Luiza Trajano atribui a seu filho a ideia do programa de treinamento só para pretos, em 2020, mas comentou que isso veio depois de ela apontar durante anos que as classes de estagiários eram majoritariamente brancas. O programa não sofreu processos legais nem ações do governo.
A companhia redobrou a aposta na iniciativa ao divulgar um documentário de 23 minutos sobre o processo de seleção, que mais parece um reality show do que uma promoção corporativa. Ele apresenta os candidatos falando sobre as barreiras que enfrentaram para fazer suas carreiras decolarem e mostra alguns chorando ao saber que foram aceitos no programa.
Raíssa Aryadne de Andrade Lima, 31, uma analista de sustentabilidade do estado de Alagoas que foi admitida na primeira classe para estagiários negros, disse que o cargo a transformou, pessoal e profissionalmente.
“A melhor coisa no programa foi que ele abriu meus olhos para o número de oportunidades que estavam ao meu alcance”, explicou ela.

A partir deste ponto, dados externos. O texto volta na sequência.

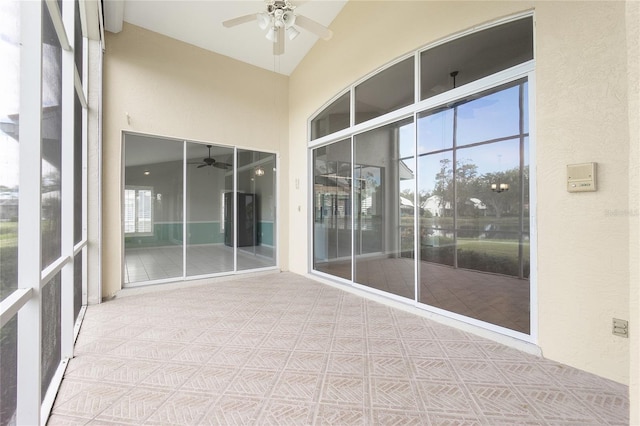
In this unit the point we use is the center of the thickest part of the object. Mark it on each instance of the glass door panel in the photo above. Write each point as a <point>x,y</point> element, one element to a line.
<point>153,208</point>
<point>332,209</point>
<point>256,209</point>
<point>384,173</point>
<point>209,177</point>
<point>474,224</point>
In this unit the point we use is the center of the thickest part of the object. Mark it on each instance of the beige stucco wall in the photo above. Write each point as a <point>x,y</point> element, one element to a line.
<point>173,89</point>
<point>581,100</point>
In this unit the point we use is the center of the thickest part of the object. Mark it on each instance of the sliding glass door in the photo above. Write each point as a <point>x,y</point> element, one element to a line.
<point>196,210</point>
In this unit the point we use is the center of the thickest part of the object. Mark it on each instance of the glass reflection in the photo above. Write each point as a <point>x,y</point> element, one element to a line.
<point>255,209</point>
<point>153,208</point>
<point>209,177</point>
<point>384,174</point>
<point>51,329</point>
<point>9,196</point>
<point>474,225</point>
<point>332,209</point>
<point>51,226</point>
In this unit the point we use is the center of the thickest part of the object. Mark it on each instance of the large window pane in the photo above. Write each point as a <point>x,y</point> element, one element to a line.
<point>335,117</point>
<point>436,208</point>
<point>332,209</point>
<point>153,208</point>
<point>51,331</point>
<point>51,140</point>
<point>255,212</point>
<point>488,207</point>
<point>495,115</point>
<point>384,174</point>
<point>474,226</point>
<point>475,56</point>
<point>9,148</point>
<point>208,251</point>
<point>386,91</point>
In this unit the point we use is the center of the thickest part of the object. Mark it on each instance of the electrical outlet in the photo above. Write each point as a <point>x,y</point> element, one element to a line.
<point>620,327</point>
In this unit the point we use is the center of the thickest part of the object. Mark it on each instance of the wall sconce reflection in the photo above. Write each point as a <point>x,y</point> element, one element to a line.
<point>499,187</point>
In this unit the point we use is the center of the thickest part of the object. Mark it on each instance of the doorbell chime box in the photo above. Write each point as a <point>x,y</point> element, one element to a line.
<point>581,177</point>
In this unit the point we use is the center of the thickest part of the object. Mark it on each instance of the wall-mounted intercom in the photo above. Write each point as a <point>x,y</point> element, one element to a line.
<point>581,177</point>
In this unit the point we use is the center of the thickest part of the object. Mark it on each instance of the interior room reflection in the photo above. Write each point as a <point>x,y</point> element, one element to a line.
<point>471,208</point>
<point>182,217</point>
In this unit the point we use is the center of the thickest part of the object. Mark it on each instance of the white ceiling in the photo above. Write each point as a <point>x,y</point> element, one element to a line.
<point>199,22</point>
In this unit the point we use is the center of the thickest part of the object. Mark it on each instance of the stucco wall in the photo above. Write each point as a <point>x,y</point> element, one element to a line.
<point>173,89</point>
<point>581,112</point>
<point>633,69</point>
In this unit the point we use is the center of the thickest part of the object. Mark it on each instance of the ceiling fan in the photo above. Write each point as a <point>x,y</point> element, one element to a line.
<point>211,162</point>
<point>281,20</point>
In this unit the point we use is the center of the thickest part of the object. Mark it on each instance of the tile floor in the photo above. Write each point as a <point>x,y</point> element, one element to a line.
<point>158,263</point>
<point>493,298</point>
<point>283,349</point>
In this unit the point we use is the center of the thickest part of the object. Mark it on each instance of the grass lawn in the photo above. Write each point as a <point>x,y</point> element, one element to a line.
<point>506,248</point>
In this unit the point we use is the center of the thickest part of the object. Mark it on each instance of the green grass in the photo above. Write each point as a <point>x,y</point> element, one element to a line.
<point>506,248</point>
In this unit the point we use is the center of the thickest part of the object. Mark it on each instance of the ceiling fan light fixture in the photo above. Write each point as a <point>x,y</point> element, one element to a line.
<point>289,19</point>
<point>292,33</point>
<point>263,20</point>
<point>272,35</point>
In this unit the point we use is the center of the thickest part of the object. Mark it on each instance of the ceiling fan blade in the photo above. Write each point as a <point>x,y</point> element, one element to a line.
<point>240,20</point>
<point>314,27</point>
<point>278,46</point>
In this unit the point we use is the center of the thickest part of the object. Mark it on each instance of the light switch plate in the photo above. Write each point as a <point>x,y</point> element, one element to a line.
<point>581,177</point>
<point>620,327</point>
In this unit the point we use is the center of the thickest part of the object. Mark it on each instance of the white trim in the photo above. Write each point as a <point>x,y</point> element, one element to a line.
<point>29,224</point>
<point>56,18</point>
<point>11,304</point>
<point>52,391</point>
<point>185,221</point>
<point>50,271</point>
<point>533,216</point>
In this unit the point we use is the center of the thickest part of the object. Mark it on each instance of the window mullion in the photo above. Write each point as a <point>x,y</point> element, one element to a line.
<point>29,223</point>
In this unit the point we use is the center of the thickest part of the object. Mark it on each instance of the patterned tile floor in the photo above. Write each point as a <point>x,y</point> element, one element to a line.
<point>283,349</point>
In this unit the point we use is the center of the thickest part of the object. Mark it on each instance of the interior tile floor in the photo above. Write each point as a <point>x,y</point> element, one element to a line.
<point>493,298</point>
<point>159,263</point>
<point>281,348</point>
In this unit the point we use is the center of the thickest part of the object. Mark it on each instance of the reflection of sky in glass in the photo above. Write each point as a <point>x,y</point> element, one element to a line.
<point>435,131</point>
<point>496,157</point>
<point>429,168</point>
<point>490,117</point>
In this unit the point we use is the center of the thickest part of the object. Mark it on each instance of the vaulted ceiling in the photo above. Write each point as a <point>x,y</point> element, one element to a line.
<point>199,22</point>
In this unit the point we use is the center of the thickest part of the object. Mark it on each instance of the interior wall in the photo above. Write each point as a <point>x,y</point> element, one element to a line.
<point>633,69</point>
<point>581,115</point>
<point>159,86</point>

Trajano disse enfaticamente que não pretende concorrer a cargos públicos. Mas ela se tornou cada vez mais ativa em levar debates políticos a um grupo de mulheres líderes que fundou em 2013, com o objetivo de avançar a paridade de gêneros em todas as esferas de poder. Hoje o grupo tem mais de 101 mil membros.
As líderes do grupo estão preparando planos políticos de longo prazo para abordar problemas crônicos em saúde, educação, habitação e no mercado de trabalho. Elas também defendem a paridade de gêneros na política eleitoral, o que, segundo Trajano, transformaria o sistema disfuncional e polarizado do Brasil.
No início de 2021, quando o governo brasileiro lutava para adquirir vacinas contra a Covid-19 e o presidente Bolsonaro semeava dúvidas sobre sua eficácia, Trajano se tornou uma defensora incansável da vacinação, mobilizando sua rede de mulheres para pressionar o governo a agir rapidamente e eliminar a desinformação sobre as vacinas.
Houve especulações acaloradas nas redes sociais de que Trajano poderia ser um curinga nas eleições presidenciais deste ano, talvez como companheira de chapa de Lula, o preferido nas pesquisas. Ela descartou categoricamente esse papel, mas está claro que Bolsonaro passou a vê-la como uma ameaça a suas perspectivas de reeleição.
Em novembro, ele pareceu apreciar que o preço da ação do Magalu havia caído nos meses anteriores, em meio a especulações de uma parceria política entre Lula e Trajano, a quem Bolsonaro chamou de “socialista”.
Mais tarde naquele dia, quando Trajano foi questionada sobre o comentário do presidente, ela disse que não achava o rótulo ofensivo.
“Acho que a desigualdade social tem de ser enfrentada”, disse. “Se isso é ser socialista, então eu sou socialista.”